People with FND may demonstrate decreased parasympathetic activity not correlated with anxiety or depression.14 This lowered parasympathetic regulation is an important lifestyle factor to address. Other lifestyle factors include sleep, diet, exercise, and energy management. By screening for contributory lifestyle factors during subjective examination, with questions about impaired pacing (boom or bust activity pattern), sleep dysregulation, and excessive sympathetic activity, referral can be made to a lifestyle occupational therapist to reduce ongoing perpetuating factors.
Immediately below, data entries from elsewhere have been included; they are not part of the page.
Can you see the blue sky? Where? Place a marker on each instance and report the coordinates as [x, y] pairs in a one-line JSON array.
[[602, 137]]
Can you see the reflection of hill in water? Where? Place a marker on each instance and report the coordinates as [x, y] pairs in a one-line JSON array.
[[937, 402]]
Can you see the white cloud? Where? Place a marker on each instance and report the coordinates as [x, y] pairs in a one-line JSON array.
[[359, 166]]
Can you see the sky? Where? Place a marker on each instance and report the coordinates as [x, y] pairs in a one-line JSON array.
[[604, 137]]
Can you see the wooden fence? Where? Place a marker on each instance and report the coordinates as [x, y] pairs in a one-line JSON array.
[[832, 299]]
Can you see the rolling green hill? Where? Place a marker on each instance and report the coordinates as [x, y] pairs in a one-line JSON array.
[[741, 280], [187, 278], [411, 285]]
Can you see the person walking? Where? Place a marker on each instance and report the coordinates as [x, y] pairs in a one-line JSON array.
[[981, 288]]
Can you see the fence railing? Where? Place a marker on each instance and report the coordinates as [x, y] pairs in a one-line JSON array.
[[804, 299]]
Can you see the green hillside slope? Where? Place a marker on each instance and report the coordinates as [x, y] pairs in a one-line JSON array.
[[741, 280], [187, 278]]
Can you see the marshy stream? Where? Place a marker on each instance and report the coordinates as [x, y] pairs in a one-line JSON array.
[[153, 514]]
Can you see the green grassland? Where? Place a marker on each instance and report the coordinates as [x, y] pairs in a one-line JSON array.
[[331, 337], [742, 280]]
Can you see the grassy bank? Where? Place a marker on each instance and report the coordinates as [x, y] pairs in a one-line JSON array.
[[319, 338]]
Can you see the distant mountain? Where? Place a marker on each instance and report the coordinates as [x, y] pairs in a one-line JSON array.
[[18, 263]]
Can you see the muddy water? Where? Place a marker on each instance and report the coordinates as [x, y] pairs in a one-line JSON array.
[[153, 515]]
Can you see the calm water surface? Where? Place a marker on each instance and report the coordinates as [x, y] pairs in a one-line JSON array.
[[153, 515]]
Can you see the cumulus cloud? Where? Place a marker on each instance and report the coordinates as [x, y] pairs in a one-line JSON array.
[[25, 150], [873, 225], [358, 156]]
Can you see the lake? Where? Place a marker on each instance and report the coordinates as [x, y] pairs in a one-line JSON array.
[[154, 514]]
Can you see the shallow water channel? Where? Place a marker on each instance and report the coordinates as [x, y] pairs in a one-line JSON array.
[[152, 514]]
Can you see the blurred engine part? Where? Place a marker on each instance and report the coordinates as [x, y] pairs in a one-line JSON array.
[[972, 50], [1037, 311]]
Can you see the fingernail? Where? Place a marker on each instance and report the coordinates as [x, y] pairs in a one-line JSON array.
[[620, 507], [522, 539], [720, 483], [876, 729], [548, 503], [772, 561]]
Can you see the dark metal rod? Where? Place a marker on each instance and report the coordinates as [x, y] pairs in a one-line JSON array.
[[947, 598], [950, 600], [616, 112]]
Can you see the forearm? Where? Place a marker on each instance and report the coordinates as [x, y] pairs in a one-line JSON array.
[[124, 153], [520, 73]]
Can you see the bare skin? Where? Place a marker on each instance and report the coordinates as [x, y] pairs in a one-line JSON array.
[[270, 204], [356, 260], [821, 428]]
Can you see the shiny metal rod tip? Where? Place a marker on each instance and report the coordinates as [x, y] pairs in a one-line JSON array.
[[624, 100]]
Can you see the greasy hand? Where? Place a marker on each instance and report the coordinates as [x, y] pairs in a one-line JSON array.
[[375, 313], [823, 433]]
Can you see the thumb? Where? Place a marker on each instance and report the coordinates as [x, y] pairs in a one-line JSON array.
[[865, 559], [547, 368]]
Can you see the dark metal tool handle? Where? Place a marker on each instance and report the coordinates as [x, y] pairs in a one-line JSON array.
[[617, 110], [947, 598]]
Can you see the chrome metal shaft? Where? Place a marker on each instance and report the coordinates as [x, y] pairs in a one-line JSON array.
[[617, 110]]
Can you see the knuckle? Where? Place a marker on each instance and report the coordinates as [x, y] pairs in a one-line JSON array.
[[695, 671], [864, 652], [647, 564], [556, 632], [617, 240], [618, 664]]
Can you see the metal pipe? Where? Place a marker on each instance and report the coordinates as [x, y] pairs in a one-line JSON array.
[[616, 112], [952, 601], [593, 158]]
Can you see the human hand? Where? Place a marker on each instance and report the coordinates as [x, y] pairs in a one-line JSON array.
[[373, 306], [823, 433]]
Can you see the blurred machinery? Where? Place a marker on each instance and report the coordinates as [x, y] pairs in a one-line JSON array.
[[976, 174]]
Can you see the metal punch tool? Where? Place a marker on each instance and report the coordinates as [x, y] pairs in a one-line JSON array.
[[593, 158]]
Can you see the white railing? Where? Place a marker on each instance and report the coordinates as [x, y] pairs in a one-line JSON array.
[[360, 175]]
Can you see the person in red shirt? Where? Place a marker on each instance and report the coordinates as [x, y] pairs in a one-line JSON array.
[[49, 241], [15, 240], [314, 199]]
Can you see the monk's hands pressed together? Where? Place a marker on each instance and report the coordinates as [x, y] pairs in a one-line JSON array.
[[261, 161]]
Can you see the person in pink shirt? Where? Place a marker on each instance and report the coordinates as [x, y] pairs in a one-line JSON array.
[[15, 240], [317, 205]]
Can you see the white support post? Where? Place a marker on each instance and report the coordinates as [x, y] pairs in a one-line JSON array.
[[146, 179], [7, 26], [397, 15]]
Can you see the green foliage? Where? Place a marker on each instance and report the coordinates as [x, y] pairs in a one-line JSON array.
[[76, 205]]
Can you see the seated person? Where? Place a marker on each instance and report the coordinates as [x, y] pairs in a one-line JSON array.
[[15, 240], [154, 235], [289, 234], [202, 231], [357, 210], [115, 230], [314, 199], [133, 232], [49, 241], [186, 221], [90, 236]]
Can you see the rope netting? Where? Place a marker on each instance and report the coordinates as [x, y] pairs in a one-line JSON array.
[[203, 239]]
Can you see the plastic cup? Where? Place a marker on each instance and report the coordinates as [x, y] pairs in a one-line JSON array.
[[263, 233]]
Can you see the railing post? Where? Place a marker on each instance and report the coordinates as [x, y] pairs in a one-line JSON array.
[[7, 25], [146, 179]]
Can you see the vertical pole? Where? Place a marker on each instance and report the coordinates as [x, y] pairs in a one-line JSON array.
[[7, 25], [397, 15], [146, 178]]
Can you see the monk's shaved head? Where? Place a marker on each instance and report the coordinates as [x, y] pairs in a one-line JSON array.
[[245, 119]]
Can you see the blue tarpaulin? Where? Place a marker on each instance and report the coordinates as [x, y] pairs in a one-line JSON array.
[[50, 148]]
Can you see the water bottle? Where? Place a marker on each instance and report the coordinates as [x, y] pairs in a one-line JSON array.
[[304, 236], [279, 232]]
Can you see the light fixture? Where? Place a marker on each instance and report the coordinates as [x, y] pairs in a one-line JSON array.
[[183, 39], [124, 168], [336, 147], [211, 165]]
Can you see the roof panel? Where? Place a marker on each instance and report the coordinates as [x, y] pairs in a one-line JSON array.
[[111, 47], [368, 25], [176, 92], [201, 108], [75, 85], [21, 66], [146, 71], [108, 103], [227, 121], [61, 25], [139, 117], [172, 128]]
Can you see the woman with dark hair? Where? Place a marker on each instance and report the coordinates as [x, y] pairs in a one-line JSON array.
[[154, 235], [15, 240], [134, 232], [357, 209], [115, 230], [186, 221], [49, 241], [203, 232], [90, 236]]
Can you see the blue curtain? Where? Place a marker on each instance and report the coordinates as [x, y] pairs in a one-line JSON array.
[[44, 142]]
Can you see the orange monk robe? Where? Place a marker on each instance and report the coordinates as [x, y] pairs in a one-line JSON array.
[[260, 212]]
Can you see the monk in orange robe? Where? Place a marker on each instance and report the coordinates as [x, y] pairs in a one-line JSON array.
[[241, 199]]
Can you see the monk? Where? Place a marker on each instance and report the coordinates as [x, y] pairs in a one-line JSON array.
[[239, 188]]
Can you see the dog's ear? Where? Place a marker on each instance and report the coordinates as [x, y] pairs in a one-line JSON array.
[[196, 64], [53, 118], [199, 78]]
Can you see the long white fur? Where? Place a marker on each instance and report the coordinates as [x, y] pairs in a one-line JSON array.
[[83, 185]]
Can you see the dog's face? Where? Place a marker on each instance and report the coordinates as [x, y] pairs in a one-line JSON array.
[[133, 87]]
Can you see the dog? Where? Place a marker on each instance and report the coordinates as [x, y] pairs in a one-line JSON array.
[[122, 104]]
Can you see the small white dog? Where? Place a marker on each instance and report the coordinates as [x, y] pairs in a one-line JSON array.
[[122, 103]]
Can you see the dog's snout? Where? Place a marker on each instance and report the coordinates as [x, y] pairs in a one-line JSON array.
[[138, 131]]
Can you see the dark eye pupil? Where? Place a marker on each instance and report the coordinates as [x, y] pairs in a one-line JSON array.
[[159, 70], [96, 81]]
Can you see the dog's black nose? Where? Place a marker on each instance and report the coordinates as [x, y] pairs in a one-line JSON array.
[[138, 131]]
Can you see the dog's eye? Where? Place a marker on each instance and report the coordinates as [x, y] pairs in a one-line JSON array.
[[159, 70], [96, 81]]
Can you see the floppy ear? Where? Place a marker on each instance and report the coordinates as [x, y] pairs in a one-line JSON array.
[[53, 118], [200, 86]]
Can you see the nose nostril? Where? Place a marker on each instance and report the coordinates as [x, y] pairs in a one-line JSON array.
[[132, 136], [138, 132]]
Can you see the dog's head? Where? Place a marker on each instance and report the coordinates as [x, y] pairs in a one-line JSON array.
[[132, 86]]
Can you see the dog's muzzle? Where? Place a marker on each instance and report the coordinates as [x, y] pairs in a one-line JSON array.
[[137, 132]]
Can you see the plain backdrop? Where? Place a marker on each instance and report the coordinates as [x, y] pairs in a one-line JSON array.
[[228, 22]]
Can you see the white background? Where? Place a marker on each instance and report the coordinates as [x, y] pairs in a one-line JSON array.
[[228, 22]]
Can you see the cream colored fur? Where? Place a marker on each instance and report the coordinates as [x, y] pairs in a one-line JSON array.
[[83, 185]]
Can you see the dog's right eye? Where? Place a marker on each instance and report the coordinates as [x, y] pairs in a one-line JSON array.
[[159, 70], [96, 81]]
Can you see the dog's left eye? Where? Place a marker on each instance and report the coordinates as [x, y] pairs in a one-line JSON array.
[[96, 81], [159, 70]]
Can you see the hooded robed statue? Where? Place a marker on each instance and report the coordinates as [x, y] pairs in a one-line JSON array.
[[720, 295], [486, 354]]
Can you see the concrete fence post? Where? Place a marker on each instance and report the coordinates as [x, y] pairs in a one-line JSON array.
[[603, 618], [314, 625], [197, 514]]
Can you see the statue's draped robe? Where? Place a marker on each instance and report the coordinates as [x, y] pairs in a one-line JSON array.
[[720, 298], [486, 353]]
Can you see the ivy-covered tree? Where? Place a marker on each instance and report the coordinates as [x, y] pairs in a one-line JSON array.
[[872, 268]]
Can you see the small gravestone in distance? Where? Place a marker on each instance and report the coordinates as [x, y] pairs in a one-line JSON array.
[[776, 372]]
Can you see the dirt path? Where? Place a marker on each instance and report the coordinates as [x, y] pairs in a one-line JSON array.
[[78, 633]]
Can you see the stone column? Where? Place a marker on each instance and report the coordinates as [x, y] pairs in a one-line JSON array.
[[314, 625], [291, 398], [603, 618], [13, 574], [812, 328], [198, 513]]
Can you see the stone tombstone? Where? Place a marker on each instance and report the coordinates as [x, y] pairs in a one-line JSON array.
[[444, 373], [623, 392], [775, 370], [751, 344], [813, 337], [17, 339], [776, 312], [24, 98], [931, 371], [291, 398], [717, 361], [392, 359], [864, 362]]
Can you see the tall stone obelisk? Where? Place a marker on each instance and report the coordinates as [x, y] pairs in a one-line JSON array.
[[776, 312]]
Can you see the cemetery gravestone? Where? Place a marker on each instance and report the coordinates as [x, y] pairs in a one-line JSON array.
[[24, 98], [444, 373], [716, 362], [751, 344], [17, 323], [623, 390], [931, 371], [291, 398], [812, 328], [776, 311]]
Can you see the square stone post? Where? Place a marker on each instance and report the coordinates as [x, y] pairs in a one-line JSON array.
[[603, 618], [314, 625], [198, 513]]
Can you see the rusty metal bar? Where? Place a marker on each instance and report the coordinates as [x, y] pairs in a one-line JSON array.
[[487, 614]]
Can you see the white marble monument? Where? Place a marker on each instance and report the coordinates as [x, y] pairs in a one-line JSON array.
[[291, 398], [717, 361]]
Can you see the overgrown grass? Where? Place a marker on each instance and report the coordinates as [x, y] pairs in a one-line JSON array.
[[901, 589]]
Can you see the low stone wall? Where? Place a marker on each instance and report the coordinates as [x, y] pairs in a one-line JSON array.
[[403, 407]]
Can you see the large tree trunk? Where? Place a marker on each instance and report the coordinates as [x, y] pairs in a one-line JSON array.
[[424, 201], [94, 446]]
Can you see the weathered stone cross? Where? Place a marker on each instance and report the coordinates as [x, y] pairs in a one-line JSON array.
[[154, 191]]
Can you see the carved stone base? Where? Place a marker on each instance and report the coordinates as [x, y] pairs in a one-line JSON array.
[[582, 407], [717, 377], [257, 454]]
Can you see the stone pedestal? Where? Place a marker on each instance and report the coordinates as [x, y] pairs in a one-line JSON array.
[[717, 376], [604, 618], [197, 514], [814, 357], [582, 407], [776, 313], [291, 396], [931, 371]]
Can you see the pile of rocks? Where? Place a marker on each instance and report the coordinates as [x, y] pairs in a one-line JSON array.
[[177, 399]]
Health Care Referrals and Resources

Referrals

Neurologists can provide screening and initial treatment resources, but most people with FND need rehabilitation to meet their functional and life participation goals. Referrals to physical therapy, occupational therapy, speech therapy, and clinical psychology differ based on symptoms and goals of the person with FND.19 Helpful allied health professionals include neurologic physical therapists, lifestyle occupational therapists, and speech therapists specializing in functional communication and cognitive disorders. In neurologic physical therapy, the goal is to retrain movement using sensory systems and autonomic nervous system regulation, and unlock automatic movement through motor control.5 Speech therapy is helpful for functional communication or functional cognitive disorders by producing automatic movement, regaining control over initiation of speech, and understanding cognitive load.20 Lifestyle occupational therapy focuses on health education and behavioral change, including physical functioning, mental health, and social functioning.21 A persisting barrier to care for people with FND is access to specialists, but resources continue to grow, and specialty care should be recommended at clinic visits.3

Resources

FND Hope (https://fndhope.org) is a global charity dedicated to assisting individuals with FND, with international support from the United States, United Kingdom, Canada, and Australia. The Academy of Neurologic Physical Therapy (www.neuropt.org) is an American organization that helps individuals locate neurologic physical therapists. Dysautonomia International (www.dysautonomiainternational.org) is a nonprofit geared toward helping people with dysautonomia live with chronic illness. The international Ehlers-Danlos Society (www.ehlers-danlos.com) promotes research and provides education on Ehlers-Danlos syndrome and hypermobility spectrum disorders.

Conclusion

Neurologists play an important role in the diagnosis and management of FND. Providing clear diagnosis, treatment, and referral in the clinic visit will help expedite care and reduce disability for people with FND. An evidence-based framework for screening, treatment, and referral will assist neurologists as they seek to provide diagnostic clarity, identify and address comorbid conditions, and provide appropriate referrals and resources.